Hi,
My sister, Sheridan, has recently been diagnosed with a Mesothelioma and has to have lung drains three times a week. She is not too well at the moment and is in rather low spirits.
My concern is her living conditions. She lives in a small bungalow with her husband and dog. She has never been a house-proud person, and is quite untidy. She is a kind, wonderful person, and her untidiness has never been an issue for anyone until she developed her condition. I have discussed with her the benefits of now having a clean tidy home for her physical and mental health and she has agreed wholeheartedly.
The main problem is my brother-in-law. He is a fad hoarder, and my sister's home is chock-a-block with what are mostly his discarded or unused possessions that have been gathering thick dust over a long period of time; dust that she should not now be breathing in.
I have had several discussions with him about decluttering and getting a cleaner in for my sister's sake, but he has a very casual attitude towards how important a clean, tidy home now is for my sister's lung condition and state of mind. His hoarding is not due to mental health issues, he is just too lazy to organise and put things away, using his home as one big storage container. Nor is he in denial of her illness. He knows she will die before her time, but is doing nothing to improve the quality of what life she has left. I am trying to, but live too far away to be there all the time. Her best friend. Jackie, lives nearby, and is taking more care of Shel than her own husband is.
Jackie organised a professional decluttering and cleaning company to come and giver her a quote (Shel can more than afford it) but he told Jackie to cancel it and promised me that he'd do it himself. It seems to us (her side of the family and friends) that he does not want to spend the money being provided for her care. He took a month off work to gut, clean and redecorate the place. It became nothing more than a four week holiday where he did nothing towards making any improvements to my sister's living conditions. He did not attempt to do anything useful besides taking her to her appointments. He will even let someone else take her to the hospital if they offer. In fact, her ex-husband shows more concern and has been doing more for her than her current, but we cannot expect him to clean her house.
I have been waiting for my brother-in-law to be out of the way and back to work before I attempted to do anything, and yesterday, myself and my daughter, AJ, spent the day with Shel. We cleaned, tidied and organised one side of her lounge, which took over an hour. I then spent the rest of the day cleaning her kitchen, which, since she has become poorly, is not just messy, but has become filthy because she has no strength to wipe it round. It is also full of flies because he has not yet bothered to get a fly curtain for the back door, which has been ever open in the recent heat. My brother-in-law sees no harm in preparing her a meal in these unhygienic conditions. There was a full scrap food caddy sitting amidst the washing up on the draining board. Everything she eats with has been crawling with flies. I feel his attitude toward her home care is tantamount to a neglect that will lose me myself sister before I need to. She coughs constantly whilst being around all the dust.

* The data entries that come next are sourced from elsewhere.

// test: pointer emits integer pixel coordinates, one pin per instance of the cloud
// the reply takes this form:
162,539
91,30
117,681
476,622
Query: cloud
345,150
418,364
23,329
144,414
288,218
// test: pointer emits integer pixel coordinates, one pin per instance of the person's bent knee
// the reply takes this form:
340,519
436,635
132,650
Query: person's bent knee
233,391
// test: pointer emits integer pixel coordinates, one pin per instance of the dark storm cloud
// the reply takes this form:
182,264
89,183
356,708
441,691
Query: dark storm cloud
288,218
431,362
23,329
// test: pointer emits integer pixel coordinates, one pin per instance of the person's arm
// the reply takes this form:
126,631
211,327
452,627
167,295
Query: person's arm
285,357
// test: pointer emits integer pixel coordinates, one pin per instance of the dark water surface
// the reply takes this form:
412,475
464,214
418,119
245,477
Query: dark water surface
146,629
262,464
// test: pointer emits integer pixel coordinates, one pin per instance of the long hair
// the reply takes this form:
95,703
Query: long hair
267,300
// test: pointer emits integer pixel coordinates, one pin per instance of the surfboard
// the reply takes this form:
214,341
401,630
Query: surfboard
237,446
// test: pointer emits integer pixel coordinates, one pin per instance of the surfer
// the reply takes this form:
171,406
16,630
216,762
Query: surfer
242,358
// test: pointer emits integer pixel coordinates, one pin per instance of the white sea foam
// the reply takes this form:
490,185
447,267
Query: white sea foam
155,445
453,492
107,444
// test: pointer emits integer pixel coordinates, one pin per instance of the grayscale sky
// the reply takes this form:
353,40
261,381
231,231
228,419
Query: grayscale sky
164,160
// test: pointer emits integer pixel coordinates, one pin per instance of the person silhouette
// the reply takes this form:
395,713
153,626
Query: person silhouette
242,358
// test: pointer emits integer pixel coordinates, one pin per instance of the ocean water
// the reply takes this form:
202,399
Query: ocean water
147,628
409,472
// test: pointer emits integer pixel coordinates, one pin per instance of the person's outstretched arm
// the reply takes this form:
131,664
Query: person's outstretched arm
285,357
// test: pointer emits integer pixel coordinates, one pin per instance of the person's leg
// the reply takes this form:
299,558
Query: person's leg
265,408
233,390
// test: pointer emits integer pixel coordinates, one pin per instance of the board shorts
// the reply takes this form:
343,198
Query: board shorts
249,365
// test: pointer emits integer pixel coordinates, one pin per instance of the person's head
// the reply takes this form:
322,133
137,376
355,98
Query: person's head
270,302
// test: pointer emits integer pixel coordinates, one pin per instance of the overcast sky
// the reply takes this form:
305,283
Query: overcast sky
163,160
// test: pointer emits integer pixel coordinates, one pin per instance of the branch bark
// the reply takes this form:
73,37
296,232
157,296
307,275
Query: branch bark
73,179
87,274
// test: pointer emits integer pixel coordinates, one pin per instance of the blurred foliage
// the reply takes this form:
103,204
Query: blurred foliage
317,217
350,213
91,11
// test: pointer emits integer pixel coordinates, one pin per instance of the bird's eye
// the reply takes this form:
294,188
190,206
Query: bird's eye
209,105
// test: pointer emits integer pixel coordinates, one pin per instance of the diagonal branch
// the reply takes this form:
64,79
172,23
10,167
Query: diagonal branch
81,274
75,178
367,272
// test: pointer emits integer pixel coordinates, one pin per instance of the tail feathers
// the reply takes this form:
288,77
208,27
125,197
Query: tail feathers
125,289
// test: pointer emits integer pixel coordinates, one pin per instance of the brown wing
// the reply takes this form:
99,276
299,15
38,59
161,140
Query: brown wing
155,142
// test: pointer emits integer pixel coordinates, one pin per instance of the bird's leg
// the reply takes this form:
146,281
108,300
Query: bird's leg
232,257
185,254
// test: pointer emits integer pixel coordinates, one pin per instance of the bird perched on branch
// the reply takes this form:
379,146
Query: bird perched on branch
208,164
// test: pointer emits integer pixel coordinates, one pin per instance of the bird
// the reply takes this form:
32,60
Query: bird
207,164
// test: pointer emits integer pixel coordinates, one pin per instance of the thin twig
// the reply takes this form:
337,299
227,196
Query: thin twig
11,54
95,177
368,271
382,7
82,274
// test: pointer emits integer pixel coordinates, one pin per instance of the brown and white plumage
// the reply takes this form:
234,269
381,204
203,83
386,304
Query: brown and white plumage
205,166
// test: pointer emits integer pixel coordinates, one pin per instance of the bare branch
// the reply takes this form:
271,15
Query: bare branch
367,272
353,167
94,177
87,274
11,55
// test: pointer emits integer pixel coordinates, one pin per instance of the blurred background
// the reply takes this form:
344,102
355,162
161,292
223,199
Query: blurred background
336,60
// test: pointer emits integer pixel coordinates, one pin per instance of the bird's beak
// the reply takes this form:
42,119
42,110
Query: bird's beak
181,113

I am fully prepared to get as much as possible cleaned up with each visit, but not only do I live a fair distance from her, but I cannot be her full-time cleaner. She needs to employ one but is not strong enough to argue with her husband's debates on spending money that isn't his anyway.
I would just like to say that her NHS care is outstanding. When she has been in hospital for a few days, she comes home feeling and looking so much better. She is home for a week or so and goes downhill again, and as her only sibling, I am becoming distraught, because I know I cannot get through to her stubborn husband. Is there anyone I can contact -- social worker, case worker -- anyone who can pay a visit and stress to him that her living conditions are not acceptable? I feel that if someone official puts it to him, he has no excuse not to make a concerted effort with improvements, and will allow her to have a cleaner once or twice a week.
I thank you wholeheartedly for any help you can give me with this concern.